There are five genera in the Nidulariaceae:

- Crucibulum
Fruiting bodies light tan to cinnamon-colored, cup- or crucible-shaped, and typically 1.5–10 mm wide by 5–12 mm tall.
- Cyathus
Fruiting bodies vase-, trumpet- or urn-shaped with dimensions of 4–8 mm wide by 7–18 mm tall. Fruiting bodies are brown to gray-brown in color, and covered with small hair-like structures on the outer surface. Complex funicular cord.
- Mycocalia
Small barrel- to lens-shaped fruiting bodies, usually 0.5–2 mm broad, that grow singly or in small groups.
- Nidula
Fruiting bodies between 3–8 mm in diameter, 5–15 mm tall, and cup- or urn-shaped—having almost vertical sides with the lip flared outwards; color ranging from white, grey, buff, or tawny.
- Nidularia
Typically 0.5–6 mm in diameter x 0.5–3 mm tall. They may be somewhat irregular in shape, or have a well-formed cup that is thin and fragile. No funicular cord.

==Phylogenetics==
The Nidulariaceae were formerly classified in the class Gasteromycetes, but this class has been shown to be polyphyletic, and an artificial assemblage of unrelated taxa that have independently evolved a gasteroid body type.
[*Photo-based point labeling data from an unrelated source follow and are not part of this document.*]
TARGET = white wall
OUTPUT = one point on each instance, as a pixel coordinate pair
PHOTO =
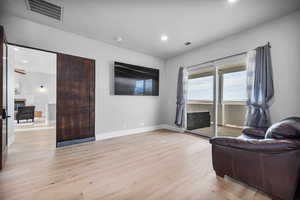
(283, 34)
(113, 113)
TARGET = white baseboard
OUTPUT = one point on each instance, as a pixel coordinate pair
(34, 129)
(113, 134)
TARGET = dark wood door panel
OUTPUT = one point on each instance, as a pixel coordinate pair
(75, 99)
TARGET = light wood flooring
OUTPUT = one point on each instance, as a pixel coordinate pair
(148, 166)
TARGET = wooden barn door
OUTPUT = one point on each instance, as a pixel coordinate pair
(3, 99)
(75, 100)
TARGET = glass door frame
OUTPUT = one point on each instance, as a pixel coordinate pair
(215, 73)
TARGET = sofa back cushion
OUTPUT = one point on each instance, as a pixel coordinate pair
(286, 129)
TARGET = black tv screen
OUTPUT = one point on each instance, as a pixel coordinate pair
(135, 80)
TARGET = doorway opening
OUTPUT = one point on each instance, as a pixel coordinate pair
(33, 86)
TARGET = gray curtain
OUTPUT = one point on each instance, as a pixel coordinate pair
(262, 91)
(179, 119)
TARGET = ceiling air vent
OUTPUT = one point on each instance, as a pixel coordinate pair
(45, 8)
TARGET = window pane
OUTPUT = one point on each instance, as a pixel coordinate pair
(234, 86)
(201, 89)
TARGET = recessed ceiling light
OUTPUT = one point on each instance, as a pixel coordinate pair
(187, 43)
(164, 38)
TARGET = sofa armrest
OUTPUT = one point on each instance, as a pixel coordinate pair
(255, 132)
(255, 145)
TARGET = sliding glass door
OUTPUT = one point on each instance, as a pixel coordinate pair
(201, 102)
(216, 99)
(232, 100)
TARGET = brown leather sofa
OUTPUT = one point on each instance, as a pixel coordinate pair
(266, 159)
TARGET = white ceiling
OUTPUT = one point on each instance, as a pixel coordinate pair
(141, 22)
(32, 60)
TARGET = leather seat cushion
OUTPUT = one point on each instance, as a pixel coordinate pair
(286, 129)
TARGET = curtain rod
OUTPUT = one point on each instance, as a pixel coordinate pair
(223, 58)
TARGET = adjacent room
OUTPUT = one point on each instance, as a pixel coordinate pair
(34, 88)
(150, 100)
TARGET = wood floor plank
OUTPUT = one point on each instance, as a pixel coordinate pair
(148, 166)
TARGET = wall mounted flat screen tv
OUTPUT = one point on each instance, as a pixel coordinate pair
(135, 80)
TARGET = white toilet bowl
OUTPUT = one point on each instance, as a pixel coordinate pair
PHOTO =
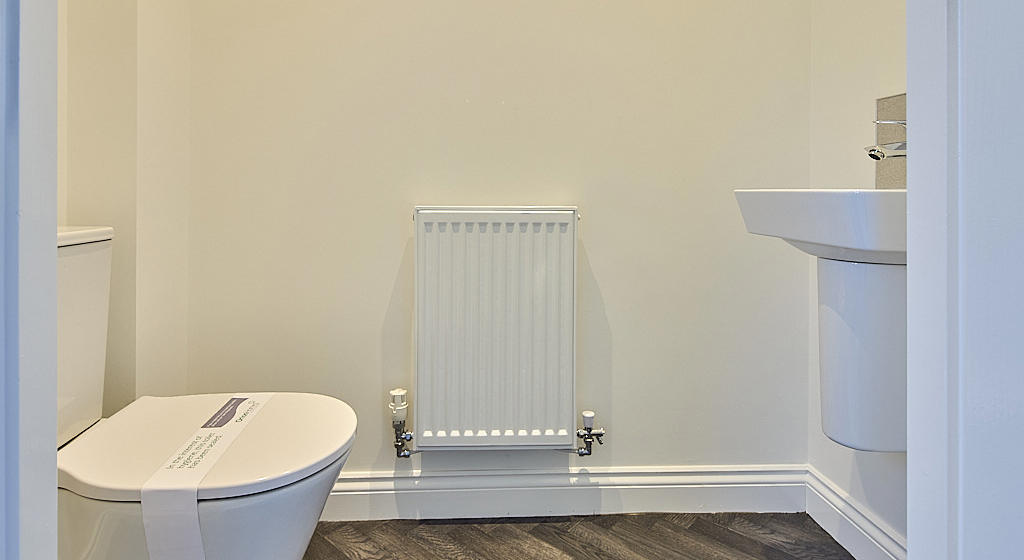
(261, 499)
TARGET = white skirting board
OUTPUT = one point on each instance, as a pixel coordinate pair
(385, 494)
(860, 531)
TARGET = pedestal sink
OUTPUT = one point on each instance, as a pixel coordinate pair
(859, 237)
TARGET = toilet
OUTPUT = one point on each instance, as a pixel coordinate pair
(259, 498)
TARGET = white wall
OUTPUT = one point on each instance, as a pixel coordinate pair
(316, 130)
(857, 55)
(967, 408)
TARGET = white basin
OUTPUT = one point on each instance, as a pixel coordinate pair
(848, 224)
(859, 237)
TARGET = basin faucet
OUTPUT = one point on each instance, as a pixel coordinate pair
(881, 152)
(892, 149)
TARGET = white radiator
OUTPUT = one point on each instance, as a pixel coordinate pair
(495, 327)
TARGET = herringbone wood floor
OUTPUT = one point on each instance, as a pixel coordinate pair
(630, 536)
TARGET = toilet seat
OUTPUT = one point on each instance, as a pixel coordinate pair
(293, 436)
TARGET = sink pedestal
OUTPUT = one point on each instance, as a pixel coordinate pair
(862, 353)
(859, 237)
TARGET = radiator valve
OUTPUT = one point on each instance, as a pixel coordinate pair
(589, 433)
(399, 407)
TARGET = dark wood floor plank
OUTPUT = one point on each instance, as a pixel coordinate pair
(707, 546)
(795, 540)
(435, 539)
(321, 549)
(518, 539)
(635, 537)
(737, 541)
(482, 545)
(394, 536)
(625, 536)
(353, 543)
(576, 548)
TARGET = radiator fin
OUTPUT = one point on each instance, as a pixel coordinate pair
(495, 327)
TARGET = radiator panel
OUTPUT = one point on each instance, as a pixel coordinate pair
(495, 327)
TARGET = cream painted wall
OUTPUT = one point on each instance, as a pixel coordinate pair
(124, 161)
(99, 154)
(316, 129)
(858, 54)
(163, 194)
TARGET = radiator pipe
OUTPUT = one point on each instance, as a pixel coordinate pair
(399, 407)
(589, 433)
A 2002 phylogenetic study of ribosomal DNA from various gasteroid species, including Cyathus striatus and Crucibulum laeve as representatives of the Nidulariaceae, were shown to belong to the euagarics clade, a monophyletic grouping of species from various genera: Hymenogaster, Hebeloma, Pholiota, Psathyrella, Agaricus campestris, Amanita, and Tulostoma. The euagarics are mostly gilled mushrooms, but they do include two gasteroid lineages, including a puffball lineage in the Lycoperdales, and the bird's nest fungi in the Nidulariales.